We made a trip to Nebraska after the first of the year, for Zayne's baptism. I was nervous about taking him on such a long trip, but he did really well. He slept the entire time, and then surprisingly, slept all night too! It's exhausting to be a little man! He did so good at church too, and it didn't seem to phase him when Pastor put the water on his head. After the ceremony, Pastor carried him through the congregation and gave him to a lady (the one person at church that day that I didn't know), symbolizing how church is his family. He seemed content, but he must have started getting fussy, because she gave him back to us pretty quickly. It was nice to have our friends and family present, and Zayne is blessed to have some awesome Godparents.

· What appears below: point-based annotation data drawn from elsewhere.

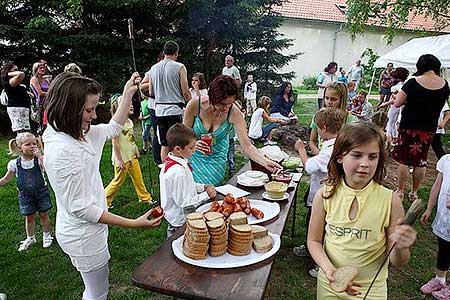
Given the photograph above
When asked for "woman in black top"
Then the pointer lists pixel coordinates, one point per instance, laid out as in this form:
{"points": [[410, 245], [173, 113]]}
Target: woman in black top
{"points": [[423, 96], [18, 99]]}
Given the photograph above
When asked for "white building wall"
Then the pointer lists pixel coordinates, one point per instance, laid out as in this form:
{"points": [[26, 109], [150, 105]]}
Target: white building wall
{"points": [[316, 40]]}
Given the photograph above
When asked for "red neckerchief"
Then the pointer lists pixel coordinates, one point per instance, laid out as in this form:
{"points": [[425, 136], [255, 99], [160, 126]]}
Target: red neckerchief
{"points": [[169, 162]]}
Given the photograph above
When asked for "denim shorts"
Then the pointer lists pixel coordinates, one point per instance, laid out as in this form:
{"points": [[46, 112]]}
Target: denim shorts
{"points": [[146, 132], [35, 201]]}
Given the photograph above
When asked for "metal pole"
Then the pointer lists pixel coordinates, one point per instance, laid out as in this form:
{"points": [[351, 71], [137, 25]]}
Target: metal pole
{"points": [[130, 32]]}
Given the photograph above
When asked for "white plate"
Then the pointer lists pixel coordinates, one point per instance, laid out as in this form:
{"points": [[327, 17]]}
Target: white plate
{"points": [[270, 210], [227, 260], [265, 195], [228, 188]]}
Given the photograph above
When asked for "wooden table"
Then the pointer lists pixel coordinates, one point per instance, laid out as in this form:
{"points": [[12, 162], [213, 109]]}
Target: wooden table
{"points": [[162, 272]]}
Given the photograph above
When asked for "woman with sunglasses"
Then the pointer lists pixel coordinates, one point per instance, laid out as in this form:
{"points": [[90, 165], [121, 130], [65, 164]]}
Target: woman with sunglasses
{"points": [[215, 114]]}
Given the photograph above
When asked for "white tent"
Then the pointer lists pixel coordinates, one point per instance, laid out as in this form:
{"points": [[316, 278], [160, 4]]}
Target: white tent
{"points": [[407, 54]]}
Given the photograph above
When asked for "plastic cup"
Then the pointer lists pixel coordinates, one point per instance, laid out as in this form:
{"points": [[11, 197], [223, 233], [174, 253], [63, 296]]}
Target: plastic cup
{"points": [[207, 138]]}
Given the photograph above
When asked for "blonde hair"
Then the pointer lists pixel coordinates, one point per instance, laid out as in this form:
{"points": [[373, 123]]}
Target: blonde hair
{"points": [[20, 139], [264, 103]]}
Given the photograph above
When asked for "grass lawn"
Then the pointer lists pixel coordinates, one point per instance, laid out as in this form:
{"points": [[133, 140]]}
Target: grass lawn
{"points": [[48, 274]]}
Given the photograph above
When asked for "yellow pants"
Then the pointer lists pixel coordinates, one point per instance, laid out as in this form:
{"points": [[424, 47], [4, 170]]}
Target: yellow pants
{"points": [[133, 168]]}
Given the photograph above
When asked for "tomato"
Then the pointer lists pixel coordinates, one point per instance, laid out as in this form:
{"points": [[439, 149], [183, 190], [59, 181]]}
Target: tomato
{"points": [[157, 212]]}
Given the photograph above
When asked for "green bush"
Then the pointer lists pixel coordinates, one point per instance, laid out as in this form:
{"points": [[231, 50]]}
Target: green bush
{"points": [[309, 82]]}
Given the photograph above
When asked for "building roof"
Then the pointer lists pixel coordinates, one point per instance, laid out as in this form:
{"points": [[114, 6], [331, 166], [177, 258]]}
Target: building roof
{"points": [[334, 11]]}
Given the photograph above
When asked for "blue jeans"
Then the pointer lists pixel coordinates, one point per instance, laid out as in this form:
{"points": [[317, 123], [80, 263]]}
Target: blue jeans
{"points": [[230, 156]]}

For the last few weeks, Brian has been at home with Zayne while I went to work, and we recently interviewed a babysitter who will watch him once Brian goes back to work. I had hoped that I could find someone to watch him at our house, so his routine wouldn't be completely displaced, but because my list to choose from was pretty narrow, I think he's going to end up with a nice lady who runs an in-home daycare. I was dead set against having him in daycare, but this lady watches just a couple children, and they come at various times of the day, so I guess it won't be that bad. I just really struggle with leaving him with someone I don't know. Care.com was my source for finding a sitter, which is nice because you can do background and reference checks on anyone you choose. Of course, the comprehensive checks cost money, but the basic checks are free. (And believe me, if I could afford the $300 premier background check, I would do it!) Most of the caregivers on that site are younger, and I couldn't bring myself to hire a young person to watch my baby. I narrowed my search down to three women, but one was in the military and had moved and forgot to update her profile, and one was allergic to animals, so that left us with Granny B. I haven't made her a formal offer yet. Still struggling with that part. (And yes, I ran a background check on Granny!) Unless we win the lottery in the next few days, she will probably be the one we choose. And I'm sure it will kill me to leave him. Thankfully, my job is flexible, so I hope to make my workday short when he's at daycare.
Brian and I have started discussing our next trip out to Utah. I had never planned on having children so close together, but because frozen embryos lose their quality with time, we have to use them relatively soon. We have 4 embryos left, so hopefully we will get at least one more baby. When we began the whole IVF process, we had to choose what to do if we have any unused embryos. Originally, the plan was to donate them to research, but now that I've seen Zayne, I can't bring myself to get rid of them. I have always been pro-life, but it just didn't click in my mind when I was filling out that form. I guess I was overwhelmed with the whole process. Seeing Zayne made it so real. To me, getting rid of those leftover embryos would be abortion (I know I'm opening up a can of worms here. Please remember that this is MY opinion.). We briefly considered donating them to a couple who can't conceive on their own, but I can't bring myself to do that either. I know that's selfish, but it's something I'm struggling with. Zayne deserves to know his brothers and sisters. There's no guarantee that we will even have to make this decision, because this next round using the frozen embryos may not work on the first try, so I may be stressing over nothing. But if it does work right away, our family could end up being larger than we originally planned. I guess we will cross that bridge when we get there.